Ces dommages, dont les locataires demandaient la réparation, avaient eu pour origine le soulèvement de la couverture des lieux à la suite de la tempête du 26 décembre 1999, soulèvement qui avait entraîné des inondations et détruit le circuit électrique et le chauffage radiant.
Le principe même de la mise en jeu de la responsabilité du bailleur n'a fait l'objet d'aucune discussion dans l'arrêt rapporté.
La cour d'appel avait retenu un manquement à "l'obligation de délivrance d'un lieu normalement couvert". Toutefois, elle avait relevé que le bailleur était tenu aux termes du bail "d'assurer la permanence du couvert [...] la charge des travaux des articles 605 et 606 lui incombant". Cette précision pouvait laisser également penser qu'était en cause l'obligation d'entretien telle qu'elle avait été stipulée par les parties. Il est vrai que ces deux catégories d'obligations ont en commun d'incomber au bailleur pendant toute la durée du bail. Ce qui est une évidence quant à l'obligation d'entretien, le bailleur étant tenu de "faire, pendant la durée du bail, toutes les réparations qui peuvent devenir nécessaires, autres que locatives" (C. civ., art. 1720 N° Lexbase : L1842ABT), l'était moins pour l'obligation de délivrance (C. civ., art. 1719 N° Lexbase : L1841ABS) dont il était possible de penser qu'elle épuisait ses effets lors de l'entrée en possession des lieux. Cependant, la Cour de cassation confère un caractère permanent à cette obligation (voir, par exemple, Cass. civ. 3, 1er juin 2005, n° 04-12.200, FS-P+B N° Lexbase : A5185DIU). Par ailleurs, les dégradations d'un local qui peuvent s'analyser en un manquement du bailleur à son obligation d'entretien peuvent être telles qu'elles empêchent le preneur de pouvoir jouir de la chose louée. L'arrêt rapporté, qui ne vise d'ailleurs aucun texte en particulier, en est une illustration.

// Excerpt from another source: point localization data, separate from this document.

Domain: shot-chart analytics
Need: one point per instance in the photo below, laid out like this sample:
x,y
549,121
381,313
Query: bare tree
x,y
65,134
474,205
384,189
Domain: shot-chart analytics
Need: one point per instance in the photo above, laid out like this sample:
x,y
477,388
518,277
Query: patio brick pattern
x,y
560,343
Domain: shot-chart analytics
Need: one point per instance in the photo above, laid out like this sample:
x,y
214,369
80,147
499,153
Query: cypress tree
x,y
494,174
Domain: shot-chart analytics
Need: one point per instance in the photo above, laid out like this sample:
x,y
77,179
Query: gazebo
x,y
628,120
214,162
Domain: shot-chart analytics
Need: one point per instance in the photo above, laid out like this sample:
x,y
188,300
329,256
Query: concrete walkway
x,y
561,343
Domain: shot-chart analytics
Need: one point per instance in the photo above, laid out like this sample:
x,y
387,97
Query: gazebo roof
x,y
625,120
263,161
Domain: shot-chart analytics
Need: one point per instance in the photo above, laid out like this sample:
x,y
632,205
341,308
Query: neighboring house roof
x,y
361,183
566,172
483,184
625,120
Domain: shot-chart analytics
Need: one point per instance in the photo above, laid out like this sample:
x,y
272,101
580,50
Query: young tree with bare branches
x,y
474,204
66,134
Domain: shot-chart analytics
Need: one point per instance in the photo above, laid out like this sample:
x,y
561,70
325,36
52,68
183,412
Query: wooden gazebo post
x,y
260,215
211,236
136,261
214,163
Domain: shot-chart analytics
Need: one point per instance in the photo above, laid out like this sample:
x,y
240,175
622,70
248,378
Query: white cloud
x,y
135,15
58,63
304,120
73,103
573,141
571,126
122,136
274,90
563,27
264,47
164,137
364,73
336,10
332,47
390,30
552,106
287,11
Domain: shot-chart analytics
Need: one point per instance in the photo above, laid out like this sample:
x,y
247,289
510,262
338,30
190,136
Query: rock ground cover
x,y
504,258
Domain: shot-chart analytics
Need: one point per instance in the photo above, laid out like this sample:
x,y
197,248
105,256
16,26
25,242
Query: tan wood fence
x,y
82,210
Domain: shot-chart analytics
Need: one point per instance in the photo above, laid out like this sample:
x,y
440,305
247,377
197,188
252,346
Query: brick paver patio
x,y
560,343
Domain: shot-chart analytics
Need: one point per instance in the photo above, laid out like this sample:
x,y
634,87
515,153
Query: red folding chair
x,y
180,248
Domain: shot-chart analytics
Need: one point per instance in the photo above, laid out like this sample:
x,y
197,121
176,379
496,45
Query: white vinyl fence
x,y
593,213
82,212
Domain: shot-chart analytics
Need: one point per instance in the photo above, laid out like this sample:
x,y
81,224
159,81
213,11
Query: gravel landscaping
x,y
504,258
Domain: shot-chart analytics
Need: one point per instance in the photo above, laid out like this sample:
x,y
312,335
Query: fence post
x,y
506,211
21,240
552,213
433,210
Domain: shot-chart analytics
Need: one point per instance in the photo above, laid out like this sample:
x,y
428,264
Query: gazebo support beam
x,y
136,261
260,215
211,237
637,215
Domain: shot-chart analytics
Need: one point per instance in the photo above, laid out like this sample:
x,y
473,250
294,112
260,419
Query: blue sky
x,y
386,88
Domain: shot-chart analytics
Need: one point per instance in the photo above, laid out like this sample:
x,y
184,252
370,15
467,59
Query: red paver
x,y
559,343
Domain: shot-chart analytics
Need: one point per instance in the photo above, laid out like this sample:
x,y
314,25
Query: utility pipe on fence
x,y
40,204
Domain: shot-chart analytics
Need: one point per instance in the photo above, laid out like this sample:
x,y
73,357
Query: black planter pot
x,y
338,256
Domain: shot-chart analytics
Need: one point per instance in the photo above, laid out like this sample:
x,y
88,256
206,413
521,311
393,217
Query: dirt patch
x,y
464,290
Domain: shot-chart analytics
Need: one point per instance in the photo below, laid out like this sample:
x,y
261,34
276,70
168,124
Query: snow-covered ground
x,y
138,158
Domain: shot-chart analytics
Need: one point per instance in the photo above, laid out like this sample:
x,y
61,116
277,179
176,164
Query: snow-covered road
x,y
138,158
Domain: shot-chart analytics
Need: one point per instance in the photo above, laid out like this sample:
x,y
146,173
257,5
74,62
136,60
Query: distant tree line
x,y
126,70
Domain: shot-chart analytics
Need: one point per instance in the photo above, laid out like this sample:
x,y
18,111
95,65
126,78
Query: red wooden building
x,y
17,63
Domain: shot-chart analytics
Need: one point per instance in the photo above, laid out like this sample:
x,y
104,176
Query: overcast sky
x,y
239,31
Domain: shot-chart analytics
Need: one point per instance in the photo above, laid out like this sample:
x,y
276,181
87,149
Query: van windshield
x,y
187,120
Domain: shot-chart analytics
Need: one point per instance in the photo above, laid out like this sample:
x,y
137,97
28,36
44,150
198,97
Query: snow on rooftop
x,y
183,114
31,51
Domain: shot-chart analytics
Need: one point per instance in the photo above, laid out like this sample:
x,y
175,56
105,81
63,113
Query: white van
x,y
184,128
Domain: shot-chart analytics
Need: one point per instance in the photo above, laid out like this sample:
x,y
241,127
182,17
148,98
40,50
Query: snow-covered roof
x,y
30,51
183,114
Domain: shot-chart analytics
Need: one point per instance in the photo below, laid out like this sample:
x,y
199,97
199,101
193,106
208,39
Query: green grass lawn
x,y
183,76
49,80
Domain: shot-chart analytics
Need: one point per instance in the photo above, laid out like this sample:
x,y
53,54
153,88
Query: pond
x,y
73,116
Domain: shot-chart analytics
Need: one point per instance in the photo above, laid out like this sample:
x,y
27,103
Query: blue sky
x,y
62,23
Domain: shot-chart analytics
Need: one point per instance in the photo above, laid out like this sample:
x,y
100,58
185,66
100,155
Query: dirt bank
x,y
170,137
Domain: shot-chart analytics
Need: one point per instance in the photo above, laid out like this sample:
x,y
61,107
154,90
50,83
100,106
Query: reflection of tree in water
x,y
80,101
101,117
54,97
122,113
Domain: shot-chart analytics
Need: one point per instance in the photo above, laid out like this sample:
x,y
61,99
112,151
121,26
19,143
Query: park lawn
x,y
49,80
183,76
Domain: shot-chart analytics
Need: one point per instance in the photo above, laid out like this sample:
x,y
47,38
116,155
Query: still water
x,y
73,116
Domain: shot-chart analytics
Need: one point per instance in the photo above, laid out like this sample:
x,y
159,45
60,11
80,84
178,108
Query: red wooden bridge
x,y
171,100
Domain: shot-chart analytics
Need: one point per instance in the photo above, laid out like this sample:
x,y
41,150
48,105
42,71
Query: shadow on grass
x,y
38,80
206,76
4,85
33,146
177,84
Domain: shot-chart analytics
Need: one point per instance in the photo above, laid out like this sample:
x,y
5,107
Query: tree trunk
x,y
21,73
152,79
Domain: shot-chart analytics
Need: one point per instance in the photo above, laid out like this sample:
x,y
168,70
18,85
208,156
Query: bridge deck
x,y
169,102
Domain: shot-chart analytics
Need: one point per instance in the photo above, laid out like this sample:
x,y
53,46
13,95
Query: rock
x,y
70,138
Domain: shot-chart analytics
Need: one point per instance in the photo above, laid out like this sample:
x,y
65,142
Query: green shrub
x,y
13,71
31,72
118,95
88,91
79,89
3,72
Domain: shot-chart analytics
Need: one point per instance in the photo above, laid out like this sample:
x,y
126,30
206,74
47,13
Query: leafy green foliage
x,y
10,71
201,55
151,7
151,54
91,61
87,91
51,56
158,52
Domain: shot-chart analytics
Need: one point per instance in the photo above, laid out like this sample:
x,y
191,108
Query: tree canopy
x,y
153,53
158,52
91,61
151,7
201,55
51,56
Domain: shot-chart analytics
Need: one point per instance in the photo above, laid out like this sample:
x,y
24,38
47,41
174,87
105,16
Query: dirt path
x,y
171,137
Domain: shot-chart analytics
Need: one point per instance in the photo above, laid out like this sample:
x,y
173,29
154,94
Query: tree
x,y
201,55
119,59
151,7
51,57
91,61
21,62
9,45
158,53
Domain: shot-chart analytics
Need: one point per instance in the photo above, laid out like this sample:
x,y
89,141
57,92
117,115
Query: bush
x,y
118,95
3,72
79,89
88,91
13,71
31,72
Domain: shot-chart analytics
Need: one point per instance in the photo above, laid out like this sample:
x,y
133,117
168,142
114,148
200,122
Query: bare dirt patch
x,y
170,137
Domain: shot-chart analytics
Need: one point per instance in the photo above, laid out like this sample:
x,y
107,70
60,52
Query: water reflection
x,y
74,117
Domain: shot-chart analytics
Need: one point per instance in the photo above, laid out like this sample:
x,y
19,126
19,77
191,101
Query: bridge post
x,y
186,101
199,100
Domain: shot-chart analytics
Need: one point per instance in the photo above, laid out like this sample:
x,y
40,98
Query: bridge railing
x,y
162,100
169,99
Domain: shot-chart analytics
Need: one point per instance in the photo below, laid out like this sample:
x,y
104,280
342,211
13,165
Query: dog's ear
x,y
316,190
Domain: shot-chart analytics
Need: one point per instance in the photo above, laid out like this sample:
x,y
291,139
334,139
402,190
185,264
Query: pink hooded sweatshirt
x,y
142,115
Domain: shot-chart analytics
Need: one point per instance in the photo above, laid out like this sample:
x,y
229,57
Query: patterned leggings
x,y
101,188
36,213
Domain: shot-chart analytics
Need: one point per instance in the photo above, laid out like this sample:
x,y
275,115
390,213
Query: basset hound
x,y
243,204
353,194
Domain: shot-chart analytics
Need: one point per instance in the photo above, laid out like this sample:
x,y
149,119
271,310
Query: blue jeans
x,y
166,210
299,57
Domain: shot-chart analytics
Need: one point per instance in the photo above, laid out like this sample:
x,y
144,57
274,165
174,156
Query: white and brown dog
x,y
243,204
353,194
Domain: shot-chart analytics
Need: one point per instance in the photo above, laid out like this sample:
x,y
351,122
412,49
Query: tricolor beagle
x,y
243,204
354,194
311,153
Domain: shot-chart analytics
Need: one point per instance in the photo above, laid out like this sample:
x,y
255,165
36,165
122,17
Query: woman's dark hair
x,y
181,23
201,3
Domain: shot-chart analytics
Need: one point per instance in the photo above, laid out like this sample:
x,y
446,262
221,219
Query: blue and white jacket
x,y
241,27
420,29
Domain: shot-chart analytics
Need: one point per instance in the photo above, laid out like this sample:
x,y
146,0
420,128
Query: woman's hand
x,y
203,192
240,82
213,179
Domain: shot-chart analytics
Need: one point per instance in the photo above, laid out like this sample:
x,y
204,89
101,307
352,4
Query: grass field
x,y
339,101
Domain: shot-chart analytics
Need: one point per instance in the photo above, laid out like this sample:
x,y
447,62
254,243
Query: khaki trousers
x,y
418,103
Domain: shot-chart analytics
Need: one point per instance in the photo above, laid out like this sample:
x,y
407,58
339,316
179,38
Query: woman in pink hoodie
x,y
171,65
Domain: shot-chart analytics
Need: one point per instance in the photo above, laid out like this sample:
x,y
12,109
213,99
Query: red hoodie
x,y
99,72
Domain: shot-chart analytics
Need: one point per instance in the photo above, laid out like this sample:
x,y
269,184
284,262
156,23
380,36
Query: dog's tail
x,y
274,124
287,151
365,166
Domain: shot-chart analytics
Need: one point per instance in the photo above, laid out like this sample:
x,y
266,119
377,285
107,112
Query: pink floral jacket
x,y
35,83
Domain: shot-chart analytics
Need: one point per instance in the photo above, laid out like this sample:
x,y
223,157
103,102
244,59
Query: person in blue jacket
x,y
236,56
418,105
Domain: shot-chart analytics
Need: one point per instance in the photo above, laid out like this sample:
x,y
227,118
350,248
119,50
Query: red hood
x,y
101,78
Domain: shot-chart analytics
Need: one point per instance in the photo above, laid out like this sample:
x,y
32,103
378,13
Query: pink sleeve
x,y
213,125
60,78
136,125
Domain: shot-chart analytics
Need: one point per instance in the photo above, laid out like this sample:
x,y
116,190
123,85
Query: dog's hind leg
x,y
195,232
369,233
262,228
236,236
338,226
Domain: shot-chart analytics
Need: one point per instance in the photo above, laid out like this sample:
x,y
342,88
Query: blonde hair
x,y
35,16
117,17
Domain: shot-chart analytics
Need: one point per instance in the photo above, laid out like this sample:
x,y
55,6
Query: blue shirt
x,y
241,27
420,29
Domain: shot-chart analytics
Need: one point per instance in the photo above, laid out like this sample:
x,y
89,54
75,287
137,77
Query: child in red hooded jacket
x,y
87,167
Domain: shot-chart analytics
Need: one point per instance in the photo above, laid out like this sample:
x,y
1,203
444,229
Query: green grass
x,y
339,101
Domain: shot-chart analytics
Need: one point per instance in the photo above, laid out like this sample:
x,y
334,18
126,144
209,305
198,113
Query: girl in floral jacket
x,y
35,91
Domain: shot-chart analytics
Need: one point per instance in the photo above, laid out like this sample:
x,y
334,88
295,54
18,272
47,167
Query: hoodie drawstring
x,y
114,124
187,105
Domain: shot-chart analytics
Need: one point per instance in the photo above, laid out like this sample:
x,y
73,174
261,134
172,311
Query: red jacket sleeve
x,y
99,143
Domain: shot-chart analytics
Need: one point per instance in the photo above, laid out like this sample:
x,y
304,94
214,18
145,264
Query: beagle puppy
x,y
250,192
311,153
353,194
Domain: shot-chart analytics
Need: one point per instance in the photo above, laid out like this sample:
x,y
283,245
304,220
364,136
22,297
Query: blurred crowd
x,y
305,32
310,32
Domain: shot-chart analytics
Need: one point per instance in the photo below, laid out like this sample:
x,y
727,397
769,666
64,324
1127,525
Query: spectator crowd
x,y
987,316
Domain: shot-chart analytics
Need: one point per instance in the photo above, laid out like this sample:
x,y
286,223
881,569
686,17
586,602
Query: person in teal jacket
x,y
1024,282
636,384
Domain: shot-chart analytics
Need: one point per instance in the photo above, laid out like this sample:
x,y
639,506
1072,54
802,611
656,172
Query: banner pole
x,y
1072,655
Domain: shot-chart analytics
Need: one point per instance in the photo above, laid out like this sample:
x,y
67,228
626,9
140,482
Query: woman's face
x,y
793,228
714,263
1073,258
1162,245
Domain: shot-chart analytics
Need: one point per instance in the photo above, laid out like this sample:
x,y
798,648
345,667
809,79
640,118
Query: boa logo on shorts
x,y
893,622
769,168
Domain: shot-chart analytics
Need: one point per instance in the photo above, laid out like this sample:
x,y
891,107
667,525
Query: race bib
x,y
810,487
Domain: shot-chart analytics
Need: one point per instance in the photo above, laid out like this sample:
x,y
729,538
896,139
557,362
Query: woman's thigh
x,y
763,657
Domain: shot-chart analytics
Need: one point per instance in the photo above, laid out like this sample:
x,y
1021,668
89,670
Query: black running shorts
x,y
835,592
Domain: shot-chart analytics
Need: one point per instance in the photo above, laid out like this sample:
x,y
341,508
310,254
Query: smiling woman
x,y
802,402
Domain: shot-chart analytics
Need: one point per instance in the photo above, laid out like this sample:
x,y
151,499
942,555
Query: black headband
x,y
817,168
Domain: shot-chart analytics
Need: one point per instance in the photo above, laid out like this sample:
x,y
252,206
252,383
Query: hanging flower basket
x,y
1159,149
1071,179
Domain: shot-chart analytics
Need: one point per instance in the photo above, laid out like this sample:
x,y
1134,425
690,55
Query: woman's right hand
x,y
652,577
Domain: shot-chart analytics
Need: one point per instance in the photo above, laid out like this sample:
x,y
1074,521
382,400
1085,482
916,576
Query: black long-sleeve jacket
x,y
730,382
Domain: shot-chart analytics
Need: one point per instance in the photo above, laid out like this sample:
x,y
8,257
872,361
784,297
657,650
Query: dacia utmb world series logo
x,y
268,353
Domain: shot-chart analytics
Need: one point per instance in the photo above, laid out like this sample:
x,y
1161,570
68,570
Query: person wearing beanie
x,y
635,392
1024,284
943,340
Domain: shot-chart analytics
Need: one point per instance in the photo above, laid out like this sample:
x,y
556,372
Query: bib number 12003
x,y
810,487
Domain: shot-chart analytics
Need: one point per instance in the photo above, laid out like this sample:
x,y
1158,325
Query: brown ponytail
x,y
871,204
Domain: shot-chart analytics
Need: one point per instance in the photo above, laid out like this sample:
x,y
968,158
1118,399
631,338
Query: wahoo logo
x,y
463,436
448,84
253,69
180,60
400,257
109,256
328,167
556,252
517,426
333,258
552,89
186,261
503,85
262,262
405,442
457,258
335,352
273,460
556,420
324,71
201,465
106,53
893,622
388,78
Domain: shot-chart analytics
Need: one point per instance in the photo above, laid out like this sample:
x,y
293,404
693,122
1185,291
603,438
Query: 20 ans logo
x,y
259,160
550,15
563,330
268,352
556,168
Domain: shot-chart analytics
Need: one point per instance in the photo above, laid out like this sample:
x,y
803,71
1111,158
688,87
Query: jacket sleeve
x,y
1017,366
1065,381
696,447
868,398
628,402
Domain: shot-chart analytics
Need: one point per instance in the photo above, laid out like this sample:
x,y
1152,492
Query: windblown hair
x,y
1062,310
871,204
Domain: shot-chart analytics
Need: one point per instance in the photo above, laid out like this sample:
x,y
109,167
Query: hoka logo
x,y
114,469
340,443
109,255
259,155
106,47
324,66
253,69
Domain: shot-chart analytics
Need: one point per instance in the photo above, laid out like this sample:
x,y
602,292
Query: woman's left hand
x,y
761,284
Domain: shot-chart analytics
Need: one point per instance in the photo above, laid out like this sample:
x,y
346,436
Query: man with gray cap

Le caractère de force majeure de la tempête ne suscitait également guère de doute (voir par exemple, parmi de nombreux arrêts en ce sens, Cass. civ. 3, 11 mai 1994, n° 92-16.201, Compagnie Gan c/ M. Le Garrec et autres N° Lexbase : A7074ABM).
Les débats, en ce qui concerne l'action en réparation des preneurs, ont porté sur la possibilité pour le bailleur de s'exonérer définitivement ou non de sa responsabilité.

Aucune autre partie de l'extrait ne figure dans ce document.